Así que aquí soy. Aprendiendo a disfrutar los momentos. Las horas, como la Sra. Dalloway, como Virginia que de tantas vidas se pasó a la muerte más arrojada. De una forma cruel, pero llena de determinación. Cuando leo a sus mujeres, veo que están llenas. Y vale la pena. Llenas de alegría o de dolor, pero llenas. Vivas.


Siempre anticipo lo que escribiré con alguna frase... Nunca resulta como la visualicé. Lo bueno es que después de escribir siento como si hubiera bailado una canción, o nadado dos mil metros, o visto una obra de teatro. En fin, se siente bien.


Lucy.

miércoles, 2 de septiembre de 2009

Reverberando

Well, well... día de lluvia. Da flojera la simple idea de ponerse a pensar. Me gusta la lluvia, pero desde el calor del hogar y ojalá con una compañía agradable.
Hoy tuve ganas de faltar al trabajo y quedarme pensando en nada, resguardada por el caparazón de mi cubrecamas. Sí!! Lo triste es que pienso que si ahora me pasa eso, qué puedo esperar de cuando el trabajo sea una necesidad apremiante. Aiii dios! Quisiera simplemente poner reset a todo el asunto y comenzar con la mente más despejada. Hoy sólo quiero esconderme, ponerme cual bebé a respirar desde un otro y no tener responsabilidades. Es verdad, no tengo tantas, pero las que veo venir ya me dan pánico.
Mi hermana se pregunta si su vida sería tan diferente si hubiera decidido lo que no decidió. Obvio que sí, le digo yo.
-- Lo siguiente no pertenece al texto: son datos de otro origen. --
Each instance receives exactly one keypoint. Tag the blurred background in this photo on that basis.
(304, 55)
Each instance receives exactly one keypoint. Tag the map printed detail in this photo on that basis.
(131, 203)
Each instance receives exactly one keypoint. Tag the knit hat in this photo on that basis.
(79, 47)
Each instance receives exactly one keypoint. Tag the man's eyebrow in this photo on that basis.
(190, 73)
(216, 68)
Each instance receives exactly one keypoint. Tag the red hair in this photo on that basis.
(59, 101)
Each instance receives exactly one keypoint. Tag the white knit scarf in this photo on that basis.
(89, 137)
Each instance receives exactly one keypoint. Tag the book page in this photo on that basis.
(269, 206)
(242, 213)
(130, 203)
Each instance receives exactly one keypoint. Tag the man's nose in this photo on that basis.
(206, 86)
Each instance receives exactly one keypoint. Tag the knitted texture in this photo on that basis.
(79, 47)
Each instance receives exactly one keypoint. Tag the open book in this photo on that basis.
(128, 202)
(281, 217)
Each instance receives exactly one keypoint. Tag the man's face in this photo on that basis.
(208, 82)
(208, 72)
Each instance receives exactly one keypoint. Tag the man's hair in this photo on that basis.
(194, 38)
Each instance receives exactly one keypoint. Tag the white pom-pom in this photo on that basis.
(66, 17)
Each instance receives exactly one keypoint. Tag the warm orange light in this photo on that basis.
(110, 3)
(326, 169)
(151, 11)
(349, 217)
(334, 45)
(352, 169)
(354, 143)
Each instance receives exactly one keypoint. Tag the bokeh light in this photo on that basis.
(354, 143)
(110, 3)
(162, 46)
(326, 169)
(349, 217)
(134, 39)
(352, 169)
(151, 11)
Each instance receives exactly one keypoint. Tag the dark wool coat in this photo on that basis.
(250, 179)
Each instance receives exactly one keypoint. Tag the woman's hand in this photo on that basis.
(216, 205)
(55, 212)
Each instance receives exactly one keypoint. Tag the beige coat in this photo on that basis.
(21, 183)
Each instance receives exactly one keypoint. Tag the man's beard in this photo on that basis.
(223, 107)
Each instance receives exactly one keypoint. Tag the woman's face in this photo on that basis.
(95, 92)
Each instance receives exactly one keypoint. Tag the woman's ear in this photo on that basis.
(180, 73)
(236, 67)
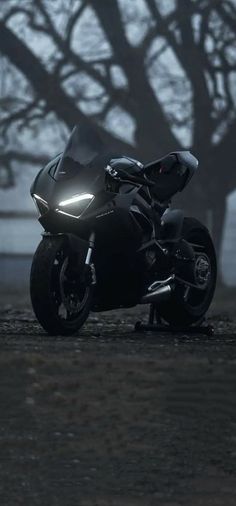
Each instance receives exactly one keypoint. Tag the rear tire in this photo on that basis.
(177, 311)
(55, 297)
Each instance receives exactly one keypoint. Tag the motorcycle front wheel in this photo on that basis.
(61, 297)
(187, 304)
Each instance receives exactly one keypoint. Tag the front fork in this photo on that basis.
(89, 266)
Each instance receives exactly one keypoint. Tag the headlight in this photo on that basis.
(75, 205)
(40, 203)
(76, 198)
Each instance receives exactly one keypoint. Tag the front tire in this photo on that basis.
(60, 302)
(181, 310)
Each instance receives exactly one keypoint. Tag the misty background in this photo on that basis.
(154, 76)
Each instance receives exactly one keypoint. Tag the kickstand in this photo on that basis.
(160, 326)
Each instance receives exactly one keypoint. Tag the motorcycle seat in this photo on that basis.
(171, 173)
(166, 163)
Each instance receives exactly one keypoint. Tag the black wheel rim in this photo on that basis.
(70, 293)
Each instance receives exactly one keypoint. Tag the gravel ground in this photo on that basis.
(114, 418)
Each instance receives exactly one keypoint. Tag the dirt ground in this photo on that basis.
(114, 418)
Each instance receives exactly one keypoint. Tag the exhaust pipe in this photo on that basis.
(159, 295)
Pero bueno, me dice ella, es lo que es. Si, es así. Lo que hay, como dicen otros. Pero a veces dan ganas de bajarse de la vida y dejarla que siga avanzando solita, sin importar el resto. Mmm, eso no es lo más apropiado, házte cargo de las decisiones. Ok. En eso estoy y me pregunto constantemente si mi voluntad será lo que entendía como tal.
Una vez tuve la fortaleza de romper con todo y no sé si eso me hizo más feliz o mejor persona. De lo que sí estoy segura es que me hizo crecer.
Ahora no sé. Estoy confundida entre dos opciones. La primera, es el miedo que paraliza y la segunda, que realmente estoy donde tengo que estar. Y me dan unas ganas enormes de dejarlo ir, pero es un trabajo difícil, arduo, seco. Quisiera soltar todo lo que he aprendido y ver qué pasa. El mundo sigue. Pero pareciera ser que no es el momento.
Por lo menos... algo se aclara. Tiempo al tiempo y una vuelta por el relajo, el humor, el sinsentido y la estupidez. JA!